I first tried this recipe during the summer so they started out as zucchini brownies but since summer squash is no longer in season, I thought I’d substitute grated beets and carrots. The result was just as delicious, if not more. The recipe is a little mind-boggling because it doesn’t contain any flour but still has this wonderful dense cake-like texture, just like the real thing — just no gluten, no dairy, sweetened with honey instead of sugar and has one egg (sorry, vegans).
Gluten-Free Brownie Recipe
Ingredients: 1 1/2 cup shredded raw zucchini, beets (peeled) or carrots – I used a combo of beets and carrots/ 1 cup almond butter/ 1/3 cup raw honey/ 1 cup chopped dark chocolate, about 6 oz. – I’ve tried dark chocolate chips but didn’t like them nearly as much as bar chocolate/1/4 cup chopped walnuts (optional)/ 1 egg, beaten/ 1 t vanilla extract/ 1/4 t cinnamon/ 1 t baking soda.
Directions: Preheat oven to 350 degrees/ Mix all ingredients and pour into a 9×9 pan – I didn’t butter or oil the pan/ Bake for 35 minutes.
They’re most delicious warm, right out of the oven. Thanks to my hair stylist, Amber for this recipe.
I made brownie cupcakes using this recipe for Charlie’s birthday last month and wished I had known about almond milk ice cream then. It makes the perfect dairy-free accompaniment for a party.
Almond Milk Ice Cream Recipe
Ingredients: 2 cups unsweetened almond milk/ 1/2 cup superfine sugar/ 1 T honey/ 1/8 t almond extract/ 1/2 cup shredded coconut (not in the original recipe but a delicious addition).

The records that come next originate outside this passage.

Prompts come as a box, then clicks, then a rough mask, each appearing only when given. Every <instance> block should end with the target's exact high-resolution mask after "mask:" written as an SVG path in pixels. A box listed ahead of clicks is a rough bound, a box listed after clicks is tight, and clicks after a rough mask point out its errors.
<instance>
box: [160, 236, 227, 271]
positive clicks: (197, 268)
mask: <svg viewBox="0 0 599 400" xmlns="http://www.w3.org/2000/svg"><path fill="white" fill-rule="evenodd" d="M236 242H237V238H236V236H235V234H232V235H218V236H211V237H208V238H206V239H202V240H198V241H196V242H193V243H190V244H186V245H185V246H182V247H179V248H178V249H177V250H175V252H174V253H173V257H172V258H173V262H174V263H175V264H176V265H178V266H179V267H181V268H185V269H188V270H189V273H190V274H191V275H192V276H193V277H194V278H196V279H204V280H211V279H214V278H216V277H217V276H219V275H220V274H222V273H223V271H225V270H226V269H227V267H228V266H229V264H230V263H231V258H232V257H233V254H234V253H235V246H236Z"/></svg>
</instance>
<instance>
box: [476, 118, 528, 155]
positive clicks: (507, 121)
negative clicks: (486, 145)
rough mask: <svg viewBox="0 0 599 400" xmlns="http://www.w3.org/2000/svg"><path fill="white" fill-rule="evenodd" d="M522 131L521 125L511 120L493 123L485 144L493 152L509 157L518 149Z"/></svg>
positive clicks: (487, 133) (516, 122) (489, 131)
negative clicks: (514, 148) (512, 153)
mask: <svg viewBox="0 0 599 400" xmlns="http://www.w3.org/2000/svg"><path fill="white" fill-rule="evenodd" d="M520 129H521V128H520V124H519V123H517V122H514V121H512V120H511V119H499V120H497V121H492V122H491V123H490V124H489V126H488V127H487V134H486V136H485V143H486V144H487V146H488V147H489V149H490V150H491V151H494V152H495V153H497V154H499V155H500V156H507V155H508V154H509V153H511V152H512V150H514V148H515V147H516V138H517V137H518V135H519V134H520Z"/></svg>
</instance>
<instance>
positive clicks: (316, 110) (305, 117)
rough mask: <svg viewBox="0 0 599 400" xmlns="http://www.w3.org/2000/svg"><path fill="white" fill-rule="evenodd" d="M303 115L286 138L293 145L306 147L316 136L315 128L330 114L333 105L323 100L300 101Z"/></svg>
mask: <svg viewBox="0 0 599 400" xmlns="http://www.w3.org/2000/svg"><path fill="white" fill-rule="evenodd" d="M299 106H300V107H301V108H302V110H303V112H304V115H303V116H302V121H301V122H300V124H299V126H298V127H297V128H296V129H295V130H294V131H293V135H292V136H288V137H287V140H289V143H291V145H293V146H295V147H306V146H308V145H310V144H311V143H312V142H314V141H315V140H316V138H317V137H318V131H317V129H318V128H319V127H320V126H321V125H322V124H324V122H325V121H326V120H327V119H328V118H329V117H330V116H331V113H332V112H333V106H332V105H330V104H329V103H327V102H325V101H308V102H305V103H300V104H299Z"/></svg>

Directions: Combine all ingredients except coconut in a large mixing bowl, stirring until the sugar dissolves/ Cover bowl with plastic wrap and refrigerate until well-chilled, 4 hours or overnight/ Churn mixture in an ice-cream maker following the manufacturer’s directions/ I added the coconut toward the end of the churning process, not because that’s what you’re supposed to do, but because it was an afterthought/ Scoop ice cream into a quart container with a lid and store in the freezer.

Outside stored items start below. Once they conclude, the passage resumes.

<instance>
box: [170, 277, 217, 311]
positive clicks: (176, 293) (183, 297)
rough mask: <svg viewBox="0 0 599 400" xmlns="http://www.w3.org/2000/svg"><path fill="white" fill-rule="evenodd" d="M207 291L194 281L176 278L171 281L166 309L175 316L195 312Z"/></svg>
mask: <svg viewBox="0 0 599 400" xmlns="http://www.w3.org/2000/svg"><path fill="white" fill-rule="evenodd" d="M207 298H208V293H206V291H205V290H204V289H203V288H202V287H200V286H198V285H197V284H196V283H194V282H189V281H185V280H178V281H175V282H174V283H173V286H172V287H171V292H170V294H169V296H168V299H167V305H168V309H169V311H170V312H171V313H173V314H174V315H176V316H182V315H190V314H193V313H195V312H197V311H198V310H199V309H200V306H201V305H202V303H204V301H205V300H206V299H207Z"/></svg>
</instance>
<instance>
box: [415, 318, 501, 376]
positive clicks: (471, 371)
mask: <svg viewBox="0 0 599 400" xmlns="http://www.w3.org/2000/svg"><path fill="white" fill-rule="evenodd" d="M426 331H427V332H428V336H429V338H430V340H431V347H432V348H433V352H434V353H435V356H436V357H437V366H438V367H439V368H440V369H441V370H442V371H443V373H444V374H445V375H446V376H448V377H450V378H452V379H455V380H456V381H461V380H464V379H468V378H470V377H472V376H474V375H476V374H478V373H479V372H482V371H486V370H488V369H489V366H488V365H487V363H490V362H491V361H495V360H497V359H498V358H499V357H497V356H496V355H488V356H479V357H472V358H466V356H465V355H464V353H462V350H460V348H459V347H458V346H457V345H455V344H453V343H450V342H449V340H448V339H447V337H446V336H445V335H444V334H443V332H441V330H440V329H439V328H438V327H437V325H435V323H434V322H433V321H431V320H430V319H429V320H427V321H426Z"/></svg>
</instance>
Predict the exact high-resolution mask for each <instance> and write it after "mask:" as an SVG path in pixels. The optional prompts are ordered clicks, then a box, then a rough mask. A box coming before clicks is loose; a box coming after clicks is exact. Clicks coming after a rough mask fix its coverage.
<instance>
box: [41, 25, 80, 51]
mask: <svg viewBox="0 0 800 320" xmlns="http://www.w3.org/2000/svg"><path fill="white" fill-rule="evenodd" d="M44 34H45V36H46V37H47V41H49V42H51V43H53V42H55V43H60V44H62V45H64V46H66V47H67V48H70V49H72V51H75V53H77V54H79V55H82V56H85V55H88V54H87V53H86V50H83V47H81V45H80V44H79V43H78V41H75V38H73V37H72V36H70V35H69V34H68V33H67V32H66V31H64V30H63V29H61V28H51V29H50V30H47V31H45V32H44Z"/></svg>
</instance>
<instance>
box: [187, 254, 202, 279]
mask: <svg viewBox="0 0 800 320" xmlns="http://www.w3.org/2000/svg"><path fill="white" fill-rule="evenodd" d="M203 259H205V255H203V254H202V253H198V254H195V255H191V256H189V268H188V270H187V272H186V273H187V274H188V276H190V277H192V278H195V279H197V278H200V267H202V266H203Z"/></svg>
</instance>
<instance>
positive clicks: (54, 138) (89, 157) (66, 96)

This recipe comes from the latest cookbook from the fabulous Canal House. If you haven’t seen their series of cookbooks, you’re missing out. This is from Volume 8: Pronto. It’s filled with easy weeknight meals with an Italian flair, stunning photographs and entertaining writing. Many of the recipes use fresh seasonal, summer ingredients but it’ll be a great guide to cooking from the pantry later in the winter and that’s my plan. Until then, I’ll definitely enlist Charlie to try some of their cocktails made with Italian bitters. I think the Dark & Stormy season has already begun here in the Northwest.